Perceptron #

A Perceptron is the simplest form of an artificial neural network (ANN).
It is an algorithm for supervised learning used mainly for binary classification problems.

It forms the basic building block of modern neural networks and deep learning models.

What a Perceptron Does #

A perceptron:

Takes multiple real-valued inputs
Assigns a weight to each input
Computes a weighted sum
Adds a bias
Applies an activation function
Produces a binary output

In simple terms, it decides between two classes.

Mathematical Model #

\[ \hat{y} = f\left(\sum_{i=1}^{n} w_i x_i + b\right) \]

Where:

(x_i) → input features
(w_i) → weights
(b) → bias
\( f(\cdot) \) → activation function

Perceptron Architecture #

flowchart LR
    X1[x₁]
    X2[x₂]
    X3[x₃]

    SUM((Σ))
    ACT[Activation Function]
    Y((ŷ))

    X1 -- w₁ --> SUM
    X2 -- w₂ --> SUM
    X3 -- w₃ --> SUM

    SUM -- BIAS(+b) --> ACT -- Output --> Y

Core Components #

1. Inputs (x_1, x_2, … , x_n) #

Inputs are the features or measurable attributes of a data point.

Example (OR gate):

\[ (x_1, x_2) \in \{0,1\}^2 \]

Inputs by themselves have no influence unless multiplied by weights.

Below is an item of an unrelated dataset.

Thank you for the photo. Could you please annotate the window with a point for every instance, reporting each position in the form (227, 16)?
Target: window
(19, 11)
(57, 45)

2. Weights (w_1, w_2, … , w_n) #

Weights determine how strongly each input influences the output
Larger weights → higher importance
Learned during training
Act as importance scores for features

3. Bias ((b) #

The bias is a constant added to the weighted sum.

Shifts the decision boundary
Allows classification even when all inputs are zero
Prevents the boundary from being forced through the origin

Geometric intuition:

Weights tilt the decision line
Bias shifts the line

4. Net Input (Weighted Sum) #

\[ z = \sum_{i=1}^{n} w_i x_i + b \]

This value determines whether the perceptron activates.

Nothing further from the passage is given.